Why This Changes Everything
Almost every mover claims to be fully insured.
Very few explain what that actually means.
Ask These Follow-Up Questions
- Is your policy currently active?
- What does it cover?
- What isn’t covered?
- What excess applies?
- Who pays the excess?
The Difference Between Professionals and Amateurs
The Amateur Response
“Don’t worry… everything is covered.”
The Professional Response
“Absolutely. I’ll email you our current Goods in Transit certificate, Public Liability policy, coverage limits, and excess schedule.”

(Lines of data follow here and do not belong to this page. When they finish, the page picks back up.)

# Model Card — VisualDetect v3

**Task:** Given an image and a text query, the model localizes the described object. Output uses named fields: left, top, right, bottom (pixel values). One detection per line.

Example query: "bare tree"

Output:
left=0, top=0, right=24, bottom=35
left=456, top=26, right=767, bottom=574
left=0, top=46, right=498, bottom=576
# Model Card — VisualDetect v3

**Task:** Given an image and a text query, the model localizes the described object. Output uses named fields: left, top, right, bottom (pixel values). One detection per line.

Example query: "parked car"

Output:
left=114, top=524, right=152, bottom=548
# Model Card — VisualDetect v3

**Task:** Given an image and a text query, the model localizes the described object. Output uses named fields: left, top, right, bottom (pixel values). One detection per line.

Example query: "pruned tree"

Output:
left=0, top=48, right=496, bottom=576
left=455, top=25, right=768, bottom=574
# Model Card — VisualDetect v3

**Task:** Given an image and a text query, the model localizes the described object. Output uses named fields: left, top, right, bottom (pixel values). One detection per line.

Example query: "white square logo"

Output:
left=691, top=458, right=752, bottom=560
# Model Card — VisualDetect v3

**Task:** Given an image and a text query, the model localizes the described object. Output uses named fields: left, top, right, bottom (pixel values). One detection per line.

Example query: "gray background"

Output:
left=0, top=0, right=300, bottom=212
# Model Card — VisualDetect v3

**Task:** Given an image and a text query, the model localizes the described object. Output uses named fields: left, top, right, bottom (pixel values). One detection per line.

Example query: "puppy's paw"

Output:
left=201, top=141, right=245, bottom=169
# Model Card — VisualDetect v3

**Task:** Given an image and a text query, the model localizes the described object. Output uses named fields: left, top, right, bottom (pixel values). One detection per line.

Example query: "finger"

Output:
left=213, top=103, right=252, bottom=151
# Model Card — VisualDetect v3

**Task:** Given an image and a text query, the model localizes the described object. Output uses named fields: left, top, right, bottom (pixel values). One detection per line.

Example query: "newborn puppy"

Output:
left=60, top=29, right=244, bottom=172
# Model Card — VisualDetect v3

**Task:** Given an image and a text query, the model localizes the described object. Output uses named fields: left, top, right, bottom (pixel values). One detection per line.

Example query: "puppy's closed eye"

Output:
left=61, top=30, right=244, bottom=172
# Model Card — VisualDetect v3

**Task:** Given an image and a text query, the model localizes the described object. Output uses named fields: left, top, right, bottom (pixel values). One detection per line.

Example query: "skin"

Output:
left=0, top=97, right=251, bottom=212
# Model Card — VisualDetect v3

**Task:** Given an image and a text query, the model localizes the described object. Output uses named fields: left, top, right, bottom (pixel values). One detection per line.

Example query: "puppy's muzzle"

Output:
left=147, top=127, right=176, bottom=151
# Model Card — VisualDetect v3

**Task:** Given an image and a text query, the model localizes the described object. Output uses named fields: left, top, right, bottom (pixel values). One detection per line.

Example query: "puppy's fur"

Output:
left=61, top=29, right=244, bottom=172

That confidence tells you everything.
Question 7: Exactly What’s Included in My Quote?
Never assume anything.
Ask for every cost to be explained in writing.
Your Checklist
- Fuel charges.
- Packing materials.
- Furniture wrapping.
- Stairs.
- Long carries.
- Heavy item surcharges.
- Dismantling furniture.
- Reassembly.
- Waiting time.
- Weekend rates.
- Public holiday pricing.
If it isn’t written into the quotation, don’t assume it’s included.
Question 8: What Happens If Something Gets Damaged?
Professional moving companies have a documented claims procedure.
Ask Them
- How do I report damage?
- How long does a claim take?
- Who assesses the damage?
- What documents are required?
- How quickly are claims resolved?
Companies with strong systems answer these questions confidently.
My Final Advice Before Hiring Any Moving Company
If I could give someone only one piece of advice before hiring a mover, it would be this:
Never sign a contract or pay a deposit until you’ve confirmed that the company name on the quotation matches the company operating from the warehouse and the business legally responsible for moving your belongings.
Treat moving house like signing an important legal agreement.
Not like hiring someone to mow your lawn.
The modern moving industry has seen a huge rise in internet brokers. Their websites look impressive, but they own no trucks, employ no movers, and simply auction your move to the cheapest subcontractor.
If they cannot immediately provide:
- A genuine warehouse address.
- Branded trucks.
- Proof of business registration.
- Operating licences.
- Current insurance certificates.
- The names of the people actually handling your move.
Walk away.
Real moving companies invest in real facilities, trained staff, proper equipment, and transparent business practices.
Most importantly, the people answering your phone calls should be the same company taking responsibility for your belongings on moving day.
Ask the right questions before you hire a moving company, and you’ll dramatically reduce your chances of unexpected costs, damaged furniture, delayed deliveries, and moving-day stress.